Die „große“ Weltpolitik der 1970er Jahre bekamen wir mit, aber je nach Interesse war sie auch weit weg. Mich interessierte insbesondere Amerika. Die Watergate-Affäre 1974 und der Rücktritt von Präsident Nixon ebenso wie das Ende des Vietnamkriegs 1975 waren einschneidende Ereignisse. Meine dreimonatige Amerikareise, die ich 1975 zusammen mit drei Freunden unternahm, war davon allerdings vollkommen unberührt, im Gegenteil überlagerten dort die Vorbereitungen auf das „Bicentennial“, also die anstehenden Zweihundertjahrfeiern der USA, alle anderen Themen überall, wo wir hinkamen. Und in England, wo ich 1978/79 studierte, bekam man in Cambridge relativ wenig mit vom Streit zwischen der Labour-Regierung unter James Callaghan und den Gewerkschaften über Lohnsteigerungen und 35-Stunden-Woche, was im „Winter of Discontent“ zu massiven Streiks, dem Rücktritt Callaghans und dem Wahlsieg Margaret Thatchers im Mai 1979 führte. Von welthistorischer Bedeutung war in dieser Zeit ein anderes Ereignis: die Wahl von Karol Wojtyla im Oktober 1978 zum Papst. Als Johannes Paul II. war er der erste Pole auf dem Papstthron. Eine meiner Zimmernachbarinnen im College in Cambridge war polnischstämmig und ganz aus dem Häuschen, als sich die Nachricht seiner Wahl verbreitete.
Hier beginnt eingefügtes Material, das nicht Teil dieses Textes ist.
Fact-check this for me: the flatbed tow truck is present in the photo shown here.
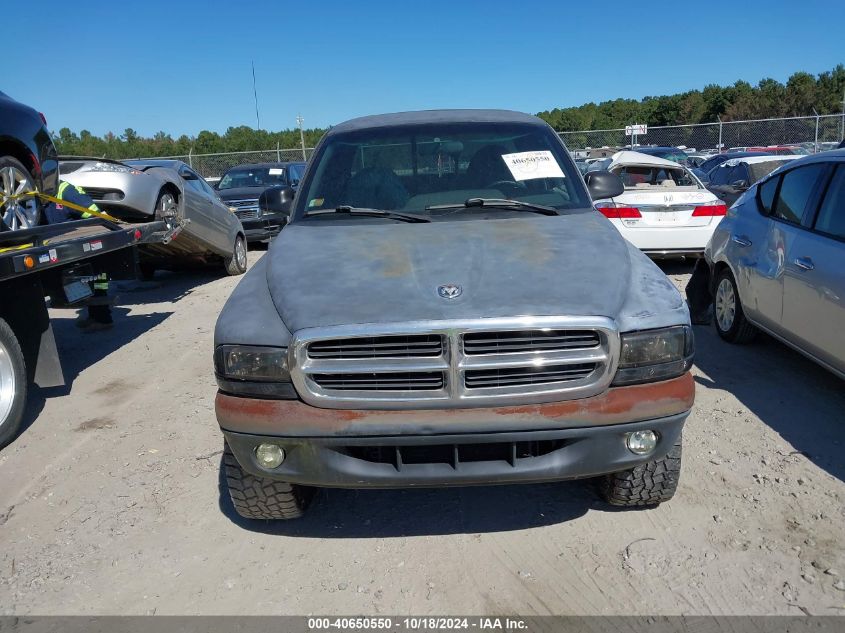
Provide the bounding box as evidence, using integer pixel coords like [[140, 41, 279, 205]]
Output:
[[0, 217, 184, 447]]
Für mich persönlich hat es in den 1970er Jahren – in der Rückschau – entscheidende Weichenstellungen gegeben. Für letzteres war beispielsweise ein besonderes Erlebnis bedeutsam, nämlich in der Studienzeit ein Seminar der Konrad-Adenauer-Stiftung in Berlin. Auf einer Aussichtsplattform am Brandenburger Tor habe ich die deutsche Teilung quasi gespürt. Ein Tagesbesuch in Ost-Berlin gehörte auch dazu. Die schlechte Luft dort – geheizt wurde mit Braunkohle und der Trabi mit Zweitaktmotor hatte einen sehr hohen Abgasausstoß – und die bedrückende Atmosphäre sind mir lange in Erinnerung geblieben und haben sehr zu meiner politischen Sozialisation und Orientierung beigetragen. Insgesamt haben mich die Jahre zwischen 1970 und 1980, von der Weltanschauung über die Musik und die Mode bis hin zu Schule und Studium, wohl mehr als jedes andere Jahrzehnt geprägt.

 

P.S.: Das ZDF hat 2022 eine vierteilige Miniserie produziert, in der mehr oder weniger bekannte Zeitzeugen und Beobachter ihre Erinnerungen und Einschätzungen über die 1970er Jahre schildern. Politik, Gesellschaft und Kultur in West- wie in Ostdeutschland werden unter dem Motto „Jahrzehnt der Gegensätze“ kommentiert und eingeordnet. Viele meiner Themen tauchen darin auf. Meine Einordnung der „Geschehnisse von damals“, mit „Hippie-Style und Discofieber, Frauenpower und Protesten, Krisen und dem Terror der RAF“ ist eine andere, aber es ist eben eine sehr subjektive Erinnerung.